Aku tahu sebenarnya dengan cara bagaimana pun untuk saat ini aku tidak bisa membungkam sikap dan bicara mereka padaku. Benar seperti yang ibu kata kan. Satu-satu nya cara adalah membiarkan waktu dan kemampuan ku yang berbicara.

kami pun menyudahi pembicaraan itu. Aku segera melepas seragam yang ku kenakan itu lalu mengganti nya dengan baju rumah yang biasa ku pakai. Ku buka kembali catatan mengenai tugas dan keperluan yang harus ku bawa untuk MOS besok.
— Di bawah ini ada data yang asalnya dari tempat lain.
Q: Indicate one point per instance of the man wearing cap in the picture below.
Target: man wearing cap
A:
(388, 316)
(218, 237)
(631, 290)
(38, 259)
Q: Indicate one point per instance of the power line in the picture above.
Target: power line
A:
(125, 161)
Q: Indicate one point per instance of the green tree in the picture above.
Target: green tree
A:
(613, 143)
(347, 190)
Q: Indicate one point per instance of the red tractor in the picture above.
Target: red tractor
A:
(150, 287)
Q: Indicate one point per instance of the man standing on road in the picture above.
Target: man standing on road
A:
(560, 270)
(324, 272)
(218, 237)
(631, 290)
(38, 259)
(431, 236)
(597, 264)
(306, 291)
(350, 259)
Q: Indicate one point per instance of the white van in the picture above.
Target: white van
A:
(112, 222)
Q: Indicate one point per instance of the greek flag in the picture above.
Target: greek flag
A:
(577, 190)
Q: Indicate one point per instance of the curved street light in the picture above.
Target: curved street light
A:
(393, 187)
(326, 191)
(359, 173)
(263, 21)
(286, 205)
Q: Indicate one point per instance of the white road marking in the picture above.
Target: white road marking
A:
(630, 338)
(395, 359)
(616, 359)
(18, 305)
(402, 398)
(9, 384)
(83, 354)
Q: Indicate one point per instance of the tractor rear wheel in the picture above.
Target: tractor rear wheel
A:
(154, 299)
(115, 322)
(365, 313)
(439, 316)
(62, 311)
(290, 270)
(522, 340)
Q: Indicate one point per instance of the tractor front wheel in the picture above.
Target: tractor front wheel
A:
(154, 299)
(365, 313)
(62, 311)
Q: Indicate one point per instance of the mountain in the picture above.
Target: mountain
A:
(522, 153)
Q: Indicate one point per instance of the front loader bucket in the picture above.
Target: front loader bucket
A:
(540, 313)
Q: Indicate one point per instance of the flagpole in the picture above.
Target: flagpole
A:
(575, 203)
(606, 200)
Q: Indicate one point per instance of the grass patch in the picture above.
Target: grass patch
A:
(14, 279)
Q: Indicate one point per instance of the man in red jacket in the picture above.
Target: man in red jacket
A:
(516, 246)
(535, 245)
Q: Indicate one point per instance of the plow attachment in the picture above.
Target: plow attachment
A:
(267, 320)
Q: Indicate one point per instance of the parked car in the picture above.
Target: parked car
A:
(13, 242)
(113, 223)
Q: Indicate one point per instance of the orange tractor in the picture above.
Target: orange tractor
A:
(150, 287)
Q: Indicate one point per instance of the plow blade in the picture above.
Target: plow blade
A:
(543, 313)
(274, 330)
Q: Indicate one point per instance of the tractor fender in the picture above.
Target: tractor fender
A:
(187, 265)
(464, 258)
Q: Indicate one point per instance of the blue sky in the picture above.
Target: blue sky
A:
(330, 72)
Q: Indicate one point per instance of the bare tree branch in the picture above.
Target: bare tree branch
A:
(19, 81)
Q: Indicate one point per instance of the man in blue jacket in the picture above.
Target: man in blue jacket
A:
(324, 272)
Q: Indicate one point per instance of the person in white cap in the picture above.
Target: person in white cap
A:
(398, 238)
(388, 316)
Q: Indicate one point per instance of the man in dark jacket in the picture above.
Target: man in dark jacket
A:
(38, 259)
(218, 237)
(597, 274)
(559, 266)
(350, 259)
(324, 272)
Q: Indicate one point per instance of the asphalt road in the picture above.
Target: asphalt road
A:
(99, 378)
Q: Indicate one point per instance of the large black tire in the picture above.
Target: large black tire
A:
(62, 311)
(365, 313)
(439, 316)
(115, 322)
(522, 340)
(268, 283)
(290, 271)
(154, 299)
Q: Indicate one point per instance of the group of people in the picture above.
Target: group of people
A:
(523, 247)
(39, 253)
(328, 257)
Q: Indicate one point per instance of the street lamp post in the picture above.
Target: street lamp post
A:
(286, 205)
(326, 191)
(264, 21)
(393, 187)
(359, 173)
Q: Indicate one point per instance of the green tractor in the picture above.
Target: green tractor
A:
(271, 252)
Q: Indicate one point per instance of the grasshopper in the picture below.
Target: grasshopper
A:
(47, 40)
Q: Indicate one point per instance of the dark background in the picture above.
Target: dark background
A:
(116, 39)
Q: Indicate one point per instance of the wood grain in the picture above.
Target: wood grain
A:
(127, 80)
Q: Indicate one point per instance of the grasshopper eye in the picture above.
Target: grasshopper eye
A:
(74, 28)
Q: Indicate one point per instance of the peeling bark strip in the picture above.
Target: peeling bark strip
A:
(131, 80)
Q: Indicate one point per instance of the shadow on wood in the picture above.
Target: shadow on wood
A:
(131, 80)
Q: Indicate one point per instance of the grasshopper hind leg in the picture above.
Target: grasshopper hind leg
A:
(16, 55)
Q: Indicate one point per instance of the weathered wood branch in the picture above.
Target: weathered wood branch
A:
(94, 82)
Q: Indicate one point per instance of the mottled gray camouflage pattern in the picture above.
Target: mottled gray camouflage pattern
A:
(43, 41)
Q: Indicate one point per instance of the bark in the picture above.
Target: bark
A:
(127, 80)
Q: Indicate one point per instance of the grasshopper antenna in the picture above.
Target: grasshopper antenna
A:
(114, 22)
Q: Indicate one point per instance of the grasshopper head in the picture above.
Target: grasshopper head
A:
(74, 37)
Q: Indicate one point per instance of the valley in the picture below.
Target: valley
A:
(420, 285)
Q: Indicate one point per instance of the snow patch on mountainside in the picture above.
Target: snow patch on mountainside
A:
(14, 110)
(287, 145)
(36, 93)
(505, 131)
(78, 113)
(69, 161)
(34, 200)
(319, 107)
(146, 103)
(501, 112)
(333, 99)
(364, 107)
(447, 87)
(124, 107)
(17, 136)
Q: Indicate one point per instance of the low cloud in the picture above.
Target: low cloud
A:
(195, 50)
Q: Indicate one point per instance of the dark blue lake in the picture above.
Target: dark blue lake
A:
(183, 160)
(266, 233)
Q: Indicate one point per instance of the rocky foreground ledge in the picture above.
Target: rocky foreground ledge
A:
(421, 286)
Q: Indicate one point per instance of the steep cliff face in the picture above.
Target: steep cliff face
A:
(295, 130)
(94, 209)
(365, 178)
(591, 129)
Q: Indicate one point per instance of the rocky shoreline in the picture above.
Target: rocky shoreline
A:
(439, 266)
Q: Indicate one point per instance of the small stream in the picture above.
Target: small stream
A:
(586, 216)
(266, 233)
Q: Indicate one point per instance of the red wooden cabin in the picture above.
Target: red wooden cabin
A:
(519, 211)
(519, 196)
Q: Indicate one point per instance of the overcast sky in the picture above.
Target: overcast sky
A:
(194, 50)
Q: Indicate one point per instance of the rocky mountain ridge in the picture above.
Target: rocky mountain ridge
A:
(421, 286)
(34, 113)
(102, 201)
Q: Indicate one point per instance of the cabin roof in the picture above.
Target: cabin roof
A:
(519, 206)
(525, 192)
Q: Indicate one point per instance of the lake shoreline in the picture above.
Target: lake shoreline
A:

Aku mempersiapkan segala sesuatu nya di bantu oleh Ibu. Segera setelah selesai menyiapkan semua nya aku merebah kan diri ku di kamar.

"Akhir nya selesai," ucap ku.

Tak berapa lama ibu kemudian memanggil ku untuk menyantap makanan yang telah di persiapkan nya sore itu.

★ ★ ★ ★ ★ ★ ★ ★ ★ ★ ★

Hari baru pun di mulai. Belum juga matahari itu menyinari jendela kamar ku, tapi aku sudah harus bangun untuk mengawali hari. Aku kemudian melangkah menuju ke dalam kamar mandi dengan mata tertutup bersama dengan handuk yang sudah menggantung di bahu ku. Percaya lah biar pun aku begitu semangat untuk sekolah. Bangun pagi adalah hal yang paling ku benci. Setiap hari ku berharap untuk bisa sekolah tapi bangun siang. Aku rasa itu harapan setiap siswa.

Semua sudah rapih dan siap. Aku berpamitan pada ayah dan ibu. Kemudian berangkat ke sekolah. Sesampai nya di depan sekolah, seperti pagi sebelum nya, pekarangan tampak ramai dengan siswa baru dan orang tua nya. Tapi jujur deh, aku rasa lebih baik berangkat sendiri sehingga ayah dan ibu bisa mengerjakan hal yang lain atau bahkan tidur lebih lama agar bisa bekerja dengan keadaan yang segar.

MOS jaman ku masih kental dengan senioritas, tapi untung nya aku bersekolah di sekolahan swasta sehingga senioritas itu tidak se sadis sekolahan negri. Namun tetap saja yang nama nya senioritas itu seperti nya sudah menjadi budaya di Indonesia ini. Budaya yang nampak nya sangat melekat dari generasi ke generasi. Entah ini kah mentalitas generasi muda bangsa? Menindas yang jauh lebih lemah? Menindas mereka yang di sebut nya "anak baru" itu? Ini kah cara mereka untuk merasa memiliki kekuatan?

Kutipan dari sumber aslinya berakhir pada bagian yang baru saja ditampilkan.